The Elements of Style
by William Strunk Jr. and E. B. White
These days, it is becoming increasingly difficult to find people who write well. Similarly, it is difficult to find resources instructing such people in the right way to write. More than half a century after it was first published, Strunk and White’s classic is still an excellent resource for writers and non-writers alike.
The Elements of Style is simply written, but covers a wide variety of topics: punctuation is covered in detail, as well as trifling matters such as line spacing, margins, and titles. Strunk provides many comparisons between correct and incorrect English; and not only these comparisons but also his prose is often amusing. A set of basic rules is the meat of the book, but there is also a list of words and phrases to be avoided, and White has added an “Approach to Style” that will be helpful to both novelists and business writers.
Perhaps one of the most useful, and definitely one of the most Strunkian, of the rules is Rule 17: Omit Needless Words. Strunk begins it with a paragraph the likes of which are seldom seen in modern writing; “sixty-three words that could change the world,” White says in his introduction.
“Vigorous writing is concise. A sentence should contain no unnecessary words, a paragraph no unnecessary sentences, for the same reason that a drawing should have no unnecessary lines and a machine no unnecessary parts. This requires not that the writer make all his sentences short, or that he avoid all detail and treat his subject only in outline, but that every word tell.”

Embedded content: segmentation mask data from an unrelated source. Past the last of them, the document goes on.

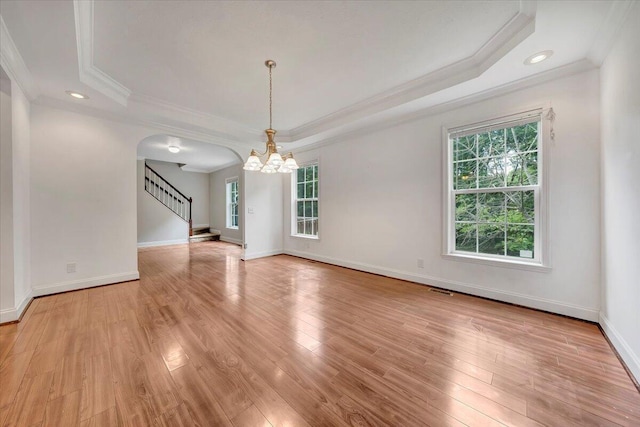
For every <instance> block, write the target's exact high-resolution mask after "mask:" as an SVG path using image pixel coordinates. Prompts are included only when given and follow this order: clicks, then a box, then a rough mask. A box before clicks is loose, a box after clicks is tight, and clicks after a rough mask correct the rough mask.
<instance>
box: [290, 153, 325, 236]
mask: <svg viewBox="0 0 640 427" xmlns="http://www.w3.org/2000/svg"><path fill="white" fill-rule="evenodd" d="M309 166H317V168H318V177H317V193H316V197H315V198H314V197H312V198H304V199H298V170H299V169H298V170H295V171H293V173H292V174H291V237H299V238H302V239H313V240H319V239H320V233H319V231H318V230H319V229H320V218H321V215H320V161H319V160H318V159H316V160H312V161H309V162H306V163H303V164H301V165H300V169H304V168H307V167H309ZM305 182H307V181H306V180H305ZM299 200H302V201H315V202H316V203H317V205H318V212H317V217H315V218H316V220H317V224H318V226H317V229H316V234H315V235H313V234H300V233H298V201H299ZM301 218H307V217H301ZM311 218H313V217H311Z"/></svg>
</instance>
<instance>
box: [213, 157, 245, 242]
mask: <svg viewBox="0 0 640 427" xmlns="http://www.w3.org/2000/svg"><path fill="white" fill-rule="evenodd" d="M243 174H244V171H243V170H242V165H241V164H239V165H234V166H230V167H228V168H224V169H221V170H219V171H215V172H212V173H210V174H209V188H210V190H211V198H210V207H209V224H211V228H212V229H215V230H219V231H220V240H222V241H226V242H231V243H237V244H242V223H243V220H244V205H243V194H242V189H243V185H242V184H243ZM233 177H237V178H238V188H239V191H240V201H239V218H238V228H237V229H233V228H227V184H226V180H227V178H233Z"/></svg>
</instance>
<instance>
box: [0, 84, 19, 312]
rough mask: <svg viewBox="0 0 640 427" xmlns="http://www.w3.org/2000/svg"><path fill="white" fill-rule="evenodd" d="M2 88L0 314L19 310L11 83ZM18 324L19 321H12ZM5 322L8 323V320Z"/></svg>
mask: <svg viewBox="0 0 640 427" xmlns="http://www.w3.org/2000/svg"><path fill="white" fill-rule="evenodd" d="M0 84H1V85H2V87H1V88H0V89H1V90H0V313H2V314H4V316H3V317H11V316H9V313H8V312H9V311H13V310H14V309H15V299H14V289H13V154H12V152H13V149H12V146H11V145H12V144H11V142H12V138H11V81H10V80H8V79H1V80H0ZM10 320H15V319H10ZM1 321H8V320H5V319H4V318H2V319H1Z"/></svg>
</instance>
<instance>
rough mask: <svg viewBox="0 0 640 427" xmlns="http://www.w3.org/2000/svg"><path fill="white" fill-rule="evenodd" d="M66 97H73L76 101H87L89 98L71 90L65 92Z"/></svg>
mask: <svg viewBox="0 0 640 427" xmlns="http://www.w3.org/2000/svg"><path fill="white" fill-rule="evenodd" d="M66 93H67V95H69V96H73V97H74V98H76V99H89V97H88V96H87V95H85V94H83V93H80V92H74V91H72V90H68V91H66Z"/></svg>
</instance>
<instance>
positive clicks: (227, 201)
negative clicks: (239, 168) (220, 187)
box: [226, 178, 238, 228]
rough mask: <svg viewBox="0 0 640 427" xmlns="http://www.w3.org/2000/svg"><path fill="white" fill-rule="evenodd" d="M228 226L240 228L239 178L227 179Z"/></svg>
mask: <svg viewBox="0 0 640 427" xmlns="http://www.w3.org/2000/svg"><path fill="white" fill-rule="evenodd" d="M226 182H227V228H238V178H229V179H227V181H226Z"/></svg>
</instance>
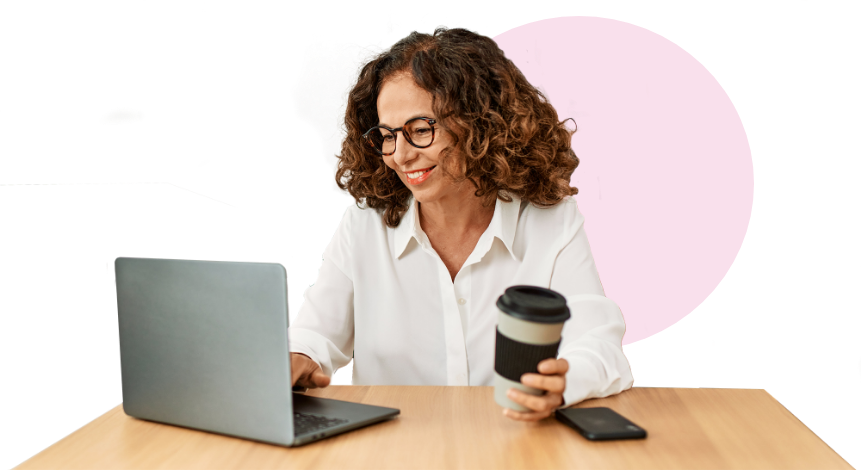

Strunk himself, as White’s English professor at Cornell University, thought that this rule was the most important one of all, and followed it perfectly, omitting every needless word he came across. White says in the introduction, “In the days when I was sitting in his class, he omitted so many needless words, and omitted them so forcibly and with such eagerness and obvious relish, that he often seemed in the position of having shortchanged himself – a man left with nothing more to say yet time to fill, a radio prophet who had outdistanced the clock. Will Strunk got out of this predicament by a simple trick: he uttered every sentence three times. When he delivered his oration on brevity to the class, he leaned forward over his desk, grasped his coat lapels in his hands, and, in a husky, conspiratorial voice, said, ‘Rule Seventeen. Omit needless words! Omit needless words! Omit needless words!’”
And omit them he did when he authored his manuscript: although a short book, The Elements of Style is a good book, and shouldn’t be shunned simply because of its age or length. Concise, witty, and to the point, it says far more in its eighty pages than its modern competitors say in their hundreds. This paperback volume proudly bears on its cover a retail prices of five dollars and ninety-five cents – a bargain, considering the value it has to anybody. Whether or not you already think you write well, you can certainly learn from this book.